163 Misc. 549 | N.Y. Sur. Ct. | 1937
Deceased’s estate approximated $3,000,000. Bis general legacies amounted to $15,000. In paragraph fourth of his will he provided: “ I give, devise and bequeath to my trustees, hereinafter named, the survivors and survivor of them, and their successors, such amount of money or securities as will yield an annual income of Four Thousand Dollars ($4,000.00), in trust,
He then directed the division of his residue into eight equal parts, some of which parts he gave outright and some of which he directed to be held in trust with direction to his trustees to invest and reinvest “ and to pay the net income and interest derived therefrom ” to named beneficiaries. All residuary beneficiaries are deceased’s children or their appointees or their issue.
The question presented is whether or not the above-quoted provision for the sister of deceased gives her the right to the definite sum of $4,000 annually or leaves her at the hazard of decrease of income should the fund in an amount selected by the executors turn out to be insufficient to produce the stated sum.
It is contended by the beneficiary that the gift to her is in the nature of an annuity and that the trustees are obliged at all times to maintain the fund with a capital sufficient in all events to produce'the yearly income directed. The trustees and the special guardian for infant contingent remaindermen contend that the gift is only of income on a specific fund and that the beneficiary is entitled to whatever income is earned whether it be more or less than $4,000 per year.
The court agrees with the position taken by the beneficiary. The direction plainly is that she shall have $4,000 annually, no more and no less. There is a notable difference between the direction for deceased’s sister and that for his children. In the case of the children the direction is to pay them a “ net income ” on so much as is held in trust for them. There is no direction as to when the payment of income to them shall begin nor is there any limitation upon the amount. In the case of the sister, the direction is that $4,000 be paid; that it be paid in quarterly installments; that each installment shall amount to $1,000; and that the first installment is to be paid within six months after the death of the testator. The children and their distributees were to have practically all of the estate. The provision for the sister required the temporary appropriation of a comparatively small part of the estate. That in turn was to go to the residuary when the sister died.
There is plainly here the expression of an intention that the definite sum of $4,000 annually shall in all events be paid to the
Since the English tongue is flexible it follows that rarely, if ever, can the language of any will under construction be found to be in the precise text reported in a decided case.
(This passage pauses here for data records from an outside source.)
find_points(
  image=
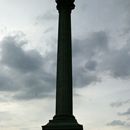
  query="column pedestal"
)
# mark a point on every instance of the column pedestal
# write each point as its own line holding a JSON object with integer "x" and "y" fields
{"x": 64, "y": 119}
{"x": 63, "y": 123}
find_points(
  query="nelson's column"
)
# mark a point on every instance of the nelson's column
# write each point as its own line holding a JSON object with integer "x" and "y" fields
{"x": 64, "y": 119}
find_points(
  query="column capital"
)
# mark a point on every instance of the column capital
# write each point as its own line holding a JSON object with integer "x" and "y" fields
{"x": 65, "y": 4}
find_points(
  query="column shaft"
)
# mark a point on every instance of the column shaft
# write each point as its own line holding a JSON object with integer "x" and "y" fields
{"x": 64, "y": 65}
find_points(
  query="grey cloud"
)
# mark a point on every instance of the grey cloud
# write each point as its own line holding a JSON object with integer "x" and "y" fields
{"x": 96, "y": 43}
{"x": 119, "y": 104}
{"x": 28, "y": 73}
{"x": 117, "y": 123}
{"x": 117, "y": 62}
{"x": 85, "y": 53}
{"x": 125, "y": 113}
{"x": 47, "y": 16}
{"x": 15, "y": 57}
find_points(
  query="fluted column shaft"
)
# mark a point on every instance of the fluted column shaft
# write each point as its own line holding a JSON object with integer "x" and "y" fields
{"x": 64, "y": 62}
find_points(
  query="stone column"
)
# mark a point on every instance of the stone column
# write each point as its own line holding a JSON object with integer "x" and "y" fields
{"x": 64, "y": 59}
{"x": 64, "y": 119}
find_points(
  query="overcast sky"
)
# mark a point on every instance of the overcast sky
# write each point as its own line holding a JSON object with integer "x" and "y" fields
{"x": 101, "y": 63}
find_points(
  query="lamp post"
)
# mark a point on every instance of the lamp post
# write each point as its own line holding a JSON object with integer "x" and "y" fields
{"x": 64, "y": 119}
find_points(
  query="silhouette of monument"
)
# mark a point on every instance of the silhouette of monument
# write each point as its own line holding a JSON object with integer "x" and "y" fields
{"x": 64, "y": 119}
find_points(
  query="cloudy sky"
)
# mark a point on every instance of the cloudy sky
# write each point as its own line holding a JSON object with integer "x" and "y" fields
{"x": 101, "y": 63}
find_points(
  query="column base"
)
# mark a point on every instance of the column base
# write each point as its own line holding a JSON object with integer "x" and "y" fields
{"x": 63, "y": 123}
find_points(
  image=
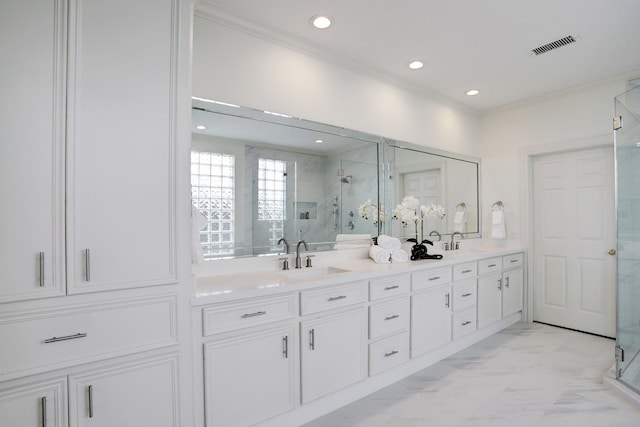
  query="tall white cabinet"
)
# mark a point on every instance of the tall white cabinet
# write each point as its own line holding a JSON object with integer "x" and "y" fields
{"x": 90, "y": 301}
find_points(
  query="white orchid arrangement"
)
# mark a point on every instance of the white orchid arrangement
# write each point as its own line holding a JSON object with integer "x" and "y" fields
{"x": 368, "y": 211}
{"x": 410, "y": 211}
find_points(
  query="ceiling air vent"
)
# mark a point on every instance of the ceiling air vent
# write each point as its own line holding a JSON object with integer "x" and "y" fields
{"x": 554, "y": 45}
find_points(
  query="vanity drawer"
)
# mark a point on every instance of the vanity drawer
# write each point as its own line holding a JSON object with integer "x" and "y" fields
{"x": 388, "y": 318}
{"x": 515, "y": 260}
{"x": 431, "y": 277}
{"x": 388, "y": 353}
{"x": 237, "y": 315}
{"x": 71, "y": 334}
{"x": 389, "y": 286}
{"x": 464, "y": 294}
{"x": 489, "y": 265}
{"x": 465, "y": 270}
{"x": 333, "y": 297}
{"x": 464, "y": 323}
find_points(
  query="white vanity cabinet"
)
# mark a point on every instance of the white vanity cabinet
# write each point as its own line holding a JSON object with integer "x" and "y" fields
{"x": 500, "y": 291}
{"x": 333, "y": 339}
{"x": 33, "y": 52}
{"x": 250, "y": 360}
{"x": 42, "y": 403}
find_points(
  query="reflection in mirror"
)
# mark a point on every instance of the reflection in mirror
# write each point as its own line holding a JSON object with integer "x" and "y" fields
{"x": 258, "y": 177}
{"x": 436, "y": 179}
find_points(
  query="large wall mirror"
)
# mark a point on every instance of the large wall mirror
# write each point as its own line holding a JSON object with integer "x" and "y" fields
{"x": 259, "y": 176}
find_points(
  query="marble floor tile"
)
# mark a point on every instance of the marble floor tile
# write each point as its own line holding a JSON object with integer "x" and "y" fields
{"x": 528, "y": 375}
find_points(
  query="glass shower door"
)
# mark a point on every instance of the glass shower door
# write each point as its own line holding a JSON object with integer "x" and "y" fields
{"x": 627, "y": 145}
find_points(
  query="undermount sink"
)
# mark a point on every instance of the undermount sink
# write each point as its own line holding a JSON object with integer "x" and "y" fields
{"x": 312, "y": 272}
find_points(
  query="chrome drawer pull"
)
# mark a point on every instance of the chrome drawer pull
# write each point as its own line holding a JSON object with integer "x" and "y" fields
{"x": 65, "y": 338}
{"x": 257, "y": 313}
{"x": 90, "y": 391}
{"x": 43, "y": 404}
{"x": 41, "y": 268}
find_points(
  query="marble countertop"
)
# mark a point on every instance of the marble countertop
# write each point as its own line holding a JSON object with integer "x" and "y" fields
{"x": 213, "y": 288}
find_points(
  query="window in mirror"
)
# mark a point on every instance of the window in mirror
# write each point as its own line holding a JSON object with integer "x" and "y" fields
{"x": 212, "y": 190}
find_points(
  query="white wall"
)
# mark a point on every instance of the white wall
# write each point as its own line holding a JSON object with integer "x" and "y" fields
{"x": 235, "y": 67}
{"x": 578, "y": 118}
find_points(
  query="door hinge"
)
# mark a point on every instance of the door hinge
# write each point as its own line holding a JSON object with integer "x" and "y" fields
{"x": 617, "y": 122}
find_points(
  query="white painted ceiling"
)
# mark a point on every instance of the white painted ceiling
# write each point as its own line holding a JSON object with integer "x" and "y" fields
{"x": 481, "y": 44}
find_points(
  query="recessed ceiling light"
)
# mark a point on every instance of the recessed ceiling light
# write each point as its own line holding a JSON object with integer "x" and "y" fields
{"x": 321, "y": 21}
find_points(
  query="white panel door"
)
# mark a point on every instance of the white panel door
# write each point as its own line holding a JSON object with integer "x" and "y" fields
{"x": 574, "y": 229}
{"x": 120, "y": 135}
{"x": 32, "y": 48}
{"x": 140, "y": 394}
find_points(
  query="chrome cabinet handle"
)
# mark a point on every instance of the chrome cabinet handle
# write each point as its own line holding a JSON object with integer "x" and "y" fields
{"x": 285, "y": 346}
{"x": 65, "y": 338}
{"x": 87, "y": 264}
{"x": 90, "y": 391}
{"x": 257, "y": 313}
{"x": 43, "y": 405}
{"x": 41, "y": 262}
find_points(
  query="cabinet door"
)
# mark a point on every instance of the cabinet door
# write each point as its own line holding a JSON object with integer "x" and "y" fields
{"x": 512, "y": 291}
{"x": 34, "y": 405}
{"x": 121, "y": 142}
{"x": 250, "y": 378}
{"x": 32, "y": 48}
{"x": 140, "y": 394}
{"x": 489, "y": 299}
{"x": 430, "y": 320}
{"x": 334, "y": 353}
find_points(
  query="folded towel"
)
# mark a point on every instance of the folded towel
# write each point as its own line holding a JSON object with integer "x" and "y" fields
{"x": 379, "y": 254}
{"x": 399, "y": 255}
{"x": 498, "y": 228}
{"x": 459, "y": 221}
{"x": 388, "y": 242}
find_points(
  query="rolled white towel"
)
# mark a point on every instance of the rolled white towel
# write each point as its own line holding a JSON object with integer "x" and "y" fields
{"x": 379, "y": 254}
{"x": 399, "y": 255}
{"x": 388, "y": 242}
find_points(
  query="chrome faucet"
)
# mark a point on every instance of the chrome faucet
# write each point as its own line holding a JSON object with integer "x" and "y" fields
{"x": 435, "y": 233}
{"x": 451, "y": 247}
{"x": 286, "y": 244}
{"x": 298, "y": 260}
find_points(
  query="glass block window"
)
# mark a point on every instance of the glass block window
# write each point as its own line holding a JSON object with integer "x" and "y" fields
{"x": 212, "y": 193}
{"x": 272, "y": 178}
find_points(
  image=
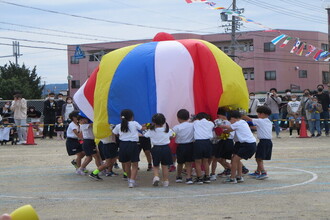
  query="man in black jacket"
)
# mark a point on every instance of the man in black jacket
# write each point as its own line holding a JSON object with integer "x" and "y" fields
{"x": 324, "y": 99}
{"x": 50, "y": 112}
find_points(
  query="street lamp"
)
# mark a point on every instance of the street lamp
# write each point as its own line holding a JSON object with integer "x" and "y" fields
{"x": 326, "y": 5}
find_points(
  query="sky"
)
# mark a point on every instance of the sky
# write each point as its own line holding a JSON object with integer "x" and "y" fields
{"x": 44, "y": 28}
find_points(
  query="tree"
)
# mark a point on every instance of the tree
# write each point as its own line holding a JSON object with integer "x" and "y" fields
{"x": 14, "y": 78}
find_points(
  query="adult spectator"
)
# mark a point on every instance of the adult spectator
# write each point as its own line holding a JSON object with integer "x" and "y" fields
{"x": 67, "y": 108}
{"x": 50, "y": 112}
{"x": 19, "y": 107}
{"x": 253, "y": 104}
{"x": 304, "y": 112}
{"x": 273, "y": 101}
{"x": 284, "y": 108}
{"x": 60, "y": 103}
{"x": 324, "y": 99}
{"x": 34, "y": 116}
{"x": 5, "y": 111}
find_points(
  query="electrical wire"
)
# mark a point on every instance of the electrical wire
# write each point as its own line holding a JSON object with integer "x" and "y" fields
{"x": 98, "y": 19}
{"x": 61, "y": 31}
{"x": 284, "y": 11}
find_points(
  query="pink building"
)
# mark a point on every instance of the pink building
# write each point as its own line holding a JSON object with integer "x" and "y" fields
{"x": 264, "y": 65}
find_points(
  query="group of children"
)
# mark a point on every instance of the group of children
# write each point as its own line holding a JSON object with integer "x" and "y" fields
{"x": 200, "y": 143}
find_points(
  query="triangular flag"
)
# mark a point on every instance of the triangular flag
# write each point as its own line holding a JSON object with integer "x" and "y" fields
{"x": 277, "y": 39}
{"x": 301, "y": 48}
{"x": 79, "y": 54}
{"x": 310, "y": 49}
{"x": 191, "y": 1}
{"x": 317, "y": 55}
{"x": 286, "y": 42}
{"x": 295, "y": 47}
{"x": 324, "y": 54}
{"x": 211, "y": 3}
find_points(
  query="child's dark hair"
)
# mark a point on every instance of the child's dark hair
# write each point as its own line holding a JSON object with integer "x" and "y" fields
{"x": 264, "y": 109}
{"x": 126, "y": 116}
{"x": 202, "y": 115}
{"x": 74, "y": 114}
{"x": 183, "y": 114}
{"x": 222, "y": 111}
{"x": 235, "y": 114}
{"x": 159, "y": 119}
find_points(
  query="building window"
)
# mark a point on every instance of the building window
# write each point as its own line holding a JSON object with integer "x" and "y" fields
{"x": 269, "y": 47}
{"x": 95, "y": 57}
{"x": 248, "y": 73}
{"x": 251, "y": 47}
{"x": 75, "y": 84}
{"x": 74, "y": 60}
{"x": 270, "y": 75}
{"x": 251, "y": 75}
{"x": 324, "y": 47}
{"x": 302, "y": 73}
{"x": 325, "y": 77}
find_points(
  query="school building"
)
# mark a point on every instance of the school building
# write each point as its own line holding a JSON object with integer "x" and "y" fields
{"x": 264, "y": 64}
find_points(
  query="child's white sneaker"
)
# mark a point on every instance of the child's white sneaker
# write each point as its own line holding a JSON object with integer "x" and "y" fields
{"x": 166, "y": 183}
{"x": 155, "y": 181}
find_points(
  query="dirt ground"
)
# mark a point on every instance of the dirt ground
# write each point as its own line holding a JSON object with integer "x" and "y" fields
{"x": 298, "y": 187}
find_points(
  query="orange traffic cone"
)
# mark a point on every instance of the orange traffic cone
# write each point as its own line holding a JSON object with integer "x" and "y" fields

Decisions on similar though differing texts supporting the conclusion here reached are Matter of Gabler (140 Misc. 581; modfd., 235 App. Div. 807; affd., 261 N. Y. 517); Matter of Vanderbilt (229 App. Div. 574); Matter of Sidenberg (147 Misc. 742); Matter of Kidd (142 id. 512; 225 App. Div. 663); Pierrepont v. Edwards (25 N. Y. 128); Matter of Burton (156 Misc. 175).
In Matter of Clark (251 N. Y. 458) the opinion points out that the reversal of the lower courts is based upon the fact that the direction in the will there under scrutiny was “ to pay the net income ” of the fund directed to be set up. The opinion quotes this term “ net income ” (p. 464) as controlling when taken into account with the earlier text of the paragraph under construction. The commentary of the court in Matter of Clark respecting the case of Matter of Kohler (231 N. Y. 353) seems to make it plain that the latter case is to be read as supporting the conclusion here reached.
The court in Matter of Clark cites Matter of Kohler as authority for the proposition that where the fixed sum is directed to be paid the trust funds must at all times be large enough to make certain the required payments. The court there says: “As circumstances change, the funds may be reduced or increased.” Matter of Bird (157 Misc. 748; affd., 250 App. Div. 848) follows the rule just stated. There the fund was increased when a showing was made of probable future deficit in income. In the Bird case the clause in the will under consideration is quite similar to the clause here for interpretation. The rule applied in the Bird case will here be followed. Since there has been no executorial accounting there is no need for reopening any decree setting up the fund as was required in Griffen v. Keese (187 N. Y. 454). The beneficiary is entitled now to have the court direct the setting up of an adequate fund. The liberal practice outlined in Matter of Bird will here be followed since the surplus income will be payable to the residuary legatees in their ratable proportions. If the parties cannot agree upon an amount to be reserved for securing the annual payment of $4,000 the court will hold a hearing on that question on request of any party in interest.
The will expressly grants power to the trustees to continue to hold securities found on hand among deceased’s assets. It also gives them power to depart from the statutory limitations if property be acquired by reorganizations, consolidations, mergers or the exercise of rights of subscription in relation to any securities which otherwise they are entitled to hold.
Submit, on notice, decree settling the account and construing the will in accordance with this decision.